Poor outcomes in HF patients with CKD would be expected to be due to neurohormonal and hemodynamic changes associated with kidney dysfunction.¹⁸ However, the findings from our study suggest that impaired kidney function only explains a small part of the risk. Age explained 79% (63–13/63= 0.79; the risk dropped from 63% to 13% after adjustment for age) of the risk of death in patients with CKD-3A and 64% (100–36/100= 0.79) in CKD-3B. This is not surprising given that patients with CKD stages 3A and 3B were on an average 9.1 and 9.6 years older than those with NKF, respectively. However, age played a lesser role as the eGFR stage advanced, so that after adjustment for age the risk of death in patients with CKD-5 dropped slightly from 128% to 124%. All baseline characteristics explained 83% (63–11/63= 0.83), 76% (100–24/100= 0.76), 64% (129–46/129= 0.64), 67% (128–42/128= 0.67), and 41% (22–13/22= 0.41) of the overall risk of death in patients with the four eGFR stages and albuminuria, respectively, suggesting that kidney dysfunction explained the respective remaining 17%, 24%, 36%, 33%, and 59% of the risk of death in these patients. Taken together, these findings suggest that compared with HF patients with NKF, those with functional abnormalities of the kidney had a higher risk of death (unadjusted, 63% to 149%), but impaired kidney function explained only up to one-third of those risks. In contrast, compared with NKF, those with structural abnormalities of the kidney had a modest 22% higher risk of death, but damaged kidney structure (i.e., albuminuria) explained nearly two-thirds of that risk. The numerically lower risk of death in patients with CKD-5 (vs. CKD-4) is likely due to a survivor cohort effect and initiation of dialysis in these patients.

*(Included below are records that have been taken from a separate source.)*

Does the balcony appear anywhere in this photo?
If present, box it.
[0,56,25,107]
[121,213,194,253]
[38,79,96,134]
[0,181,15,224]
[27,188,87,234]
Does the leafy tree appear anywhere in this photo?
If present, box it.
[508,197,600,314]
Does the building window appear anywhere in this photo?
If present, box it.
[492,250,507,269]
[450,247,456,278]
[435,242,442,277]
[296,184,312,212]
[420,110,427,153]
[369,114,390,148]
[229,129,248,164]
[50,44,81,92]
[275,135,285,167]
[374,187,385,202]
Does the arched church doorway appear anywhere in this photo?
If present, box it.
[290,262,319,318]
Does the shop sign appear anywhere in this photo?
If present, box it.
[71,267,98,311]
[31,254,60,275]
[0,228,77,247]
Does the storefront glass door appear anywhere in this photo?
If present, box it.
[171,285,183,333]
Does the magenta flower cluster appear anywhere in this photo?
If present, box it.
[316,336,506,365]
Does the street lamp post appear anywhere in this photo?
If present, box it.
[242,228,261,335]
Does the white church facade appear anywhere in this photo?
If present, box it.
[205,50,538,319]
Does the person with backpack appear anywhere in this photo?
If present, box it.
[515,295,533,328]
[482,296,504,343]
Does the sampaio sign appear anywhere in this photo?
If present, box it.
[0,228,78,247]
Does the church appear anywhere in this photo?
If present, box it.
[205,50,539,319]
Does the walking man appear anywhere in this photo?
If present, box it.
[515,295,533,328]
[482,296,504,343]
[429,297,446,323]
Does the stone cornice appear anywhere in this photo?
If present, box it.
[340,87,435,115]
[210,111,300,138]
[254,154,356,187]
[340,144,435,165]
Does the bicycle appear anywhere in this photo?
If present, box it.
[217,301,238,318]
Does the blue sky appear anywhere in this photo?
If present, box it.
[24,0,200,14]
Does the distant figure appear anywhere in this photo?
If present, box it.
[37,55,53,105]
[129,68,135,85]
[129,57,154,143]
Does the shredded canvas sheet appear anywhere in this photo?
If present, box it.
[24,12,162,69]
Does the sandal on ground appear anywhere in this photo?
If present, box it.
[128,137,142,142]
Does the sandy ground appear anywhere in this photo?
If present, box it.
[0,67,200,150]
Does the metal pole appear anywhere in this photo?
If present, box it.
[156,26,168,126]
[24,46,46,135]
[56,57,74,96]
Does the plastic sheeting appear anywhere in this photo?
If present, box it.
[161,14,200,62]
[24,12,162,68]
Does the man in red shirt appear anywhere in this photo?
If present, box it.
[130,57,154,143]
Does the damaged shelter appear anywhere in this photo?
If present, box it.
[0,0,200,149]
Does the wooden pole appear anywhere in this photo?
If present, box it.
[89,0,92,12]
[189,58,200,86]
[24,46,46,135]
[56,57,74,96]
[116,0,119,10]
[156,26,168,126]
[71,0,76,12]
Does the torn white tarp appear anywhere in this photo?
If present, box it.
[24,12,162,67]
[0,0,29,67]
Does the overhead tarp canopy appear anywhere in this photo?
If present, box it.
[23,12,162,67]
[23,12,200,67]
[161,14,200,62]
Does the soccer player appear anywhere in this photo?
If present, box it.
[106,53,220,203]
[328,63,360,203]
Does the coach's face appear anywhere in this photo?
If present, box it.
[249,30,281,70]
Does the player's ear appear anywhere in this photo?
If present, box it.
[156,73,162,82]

Age plays a lesser role in explaining the higher risk of HF hospitalization in all stages of CKD, explaining 30% (53–37/53= 0.30), 24% (88–67/88= 0.24), 14% (125–107/125= 0.14), 3% (59–57/59= 0.03) and 4% (45–43/45= 0.04) of the risk in patients with eGFR stages 3A, 3B, 4, 5, and albuminuria, respectively. All measured baseline characteristics explained 60% (53–21/53= 0.60), 59% (88–36/88= 0.59), 64% (125–46/125= 0.64), and 42% (45–26/45= 0.42) of the risk of HF hospitalization in patients with eGFR stages 3A, 3B, 4, and albuminuria, respectively, suggesting that kidney dysfunction explained the respective remaining 40%, 41%, 36%, and 58% of the risk of HF hospitalization in these patients. The association of eGFR stage 5 and HF hospitalization completely disappeared after adjustment for all measured baseline characteristics. Damaged kidney structure explained about 60% of the higher risk of HF hospitalization in HF patients with albuminuria, which suggest that albuminuria with a normal eGFR has a more independent or intrinsic association with outcomes than that observed with reduced eGFR.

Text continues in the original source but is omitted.